Re: Code pages and Unicode (wasn't really: RE: Endangered Alphabets) from Ken Whistler on 2011-08-19 (Unicode Mail List Archive)

From: Ken Whistler <kenw_at_sybase.com>
Date: Fri, 19 Aug 2011 15:24:59 -0700

On 8/19/2011 2:07 PM, Doug Ewell wrote:
> Technically, I think 10646 was always limited to 32,768 planes so that
> one could always address a code point with a 32-bit signed integer (a
> nod to the Java fans).

Well, yes, but it didn't really have anything to do with Java. Remember
that Java
wasn't released until 1995, but the 10646 architecture dates back to
circa 1986.
So more likely it was a nod to C implementations which would, it was
supposed,
have implemented the 2-, 3-, or 4-octet forms of 10646 with a wchar_t,
and which
would have wanted a signed 32 bit type to work. I suspect, by the way,
that that
limitation was probably originally brought to WG2 by the U.S. national body,
as they would have been the ones most worried about the C implementations
of 10646 multi-octet forms.

And the original architecture was also not really a full 32K planes in
the sense
that we now understand planes for Unicode and 10646. The original design
for 10646 was for a 1- to 4-octet encoding, with all octets conforming
to the
ISO 2022 specification. It used the option that the "working sets" for the
encoding octets would be the 94-unit ranges. So for G0: 0x21..0x7E and
for G1: 0xA1..0xFE. The other bytes C0, 0x20, 0x7F, C1, 0xA0, 0xFF, were
not used except for the single-octet form, as in 2022-conformant schemes
still used today for some East Asian character encodings.

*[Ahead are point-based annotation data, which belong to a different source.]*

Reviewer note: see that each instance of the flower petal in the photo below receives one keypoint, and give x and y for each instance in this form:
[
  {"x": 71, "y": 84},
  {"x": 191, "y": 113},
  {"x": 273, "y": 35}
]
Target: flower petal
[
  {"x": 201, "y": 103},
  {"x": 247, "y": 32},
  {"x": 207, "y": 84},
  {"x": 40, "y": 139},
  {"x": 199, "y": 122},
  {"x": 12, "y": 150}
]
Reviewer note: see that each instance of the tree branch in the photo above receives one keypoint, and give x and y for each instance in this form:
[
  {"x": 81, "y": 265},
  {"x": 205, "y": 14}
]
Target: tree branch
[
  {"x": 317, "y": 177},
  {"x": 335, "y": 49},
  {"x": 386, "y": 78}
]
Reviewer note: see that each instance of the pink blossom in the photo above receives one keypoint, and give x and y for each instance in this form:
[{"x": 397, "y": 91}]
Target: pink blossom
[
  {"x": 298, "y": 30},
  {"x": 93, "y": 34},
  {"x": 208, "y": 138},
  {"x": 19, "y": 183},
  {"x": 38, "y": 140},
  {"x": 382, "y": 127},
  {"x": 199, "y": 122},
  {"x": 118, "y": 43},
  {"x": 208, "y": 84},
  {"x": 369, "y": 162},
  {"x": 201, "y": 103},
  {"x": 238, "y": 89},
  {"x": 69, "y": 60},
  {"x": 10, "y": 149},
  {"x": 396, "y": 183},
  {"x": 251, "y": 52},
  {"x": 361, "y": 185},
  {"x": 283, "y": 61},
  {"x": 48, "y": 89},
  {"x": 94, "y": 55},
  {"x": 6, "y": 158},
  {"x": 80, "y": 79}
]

And the octets were then designated G (group) P (plane) R (row) and C.

The 1-octet form thus allowed 95 + 96 = 191 code positions.

The 2-octet form thus allowed (94 + 94)^2 = 35,344 code positions

The 3-octet form thus allowed (94 + 94)^3 = 6,644,672 code positions

The Group octet was constrained to the low set of 94. (This is the origin
of the constraint to half the planes, which would keep wchar_t
implementations
out of negative signed range.)

The 4-octet form thus allowed 94 * (94 +94)^3 = 624,599,168 code positions

The grand total for all possible forms was the sum of those values or:

*631,279,375* code positions

(before various *other* set-asides for "plane swapping" and private
use start getting taken into account)

>
> Of course, 2.1 billion characters is also overkill, but the advent of
> UTF-16 was how we ended up with 17 planes.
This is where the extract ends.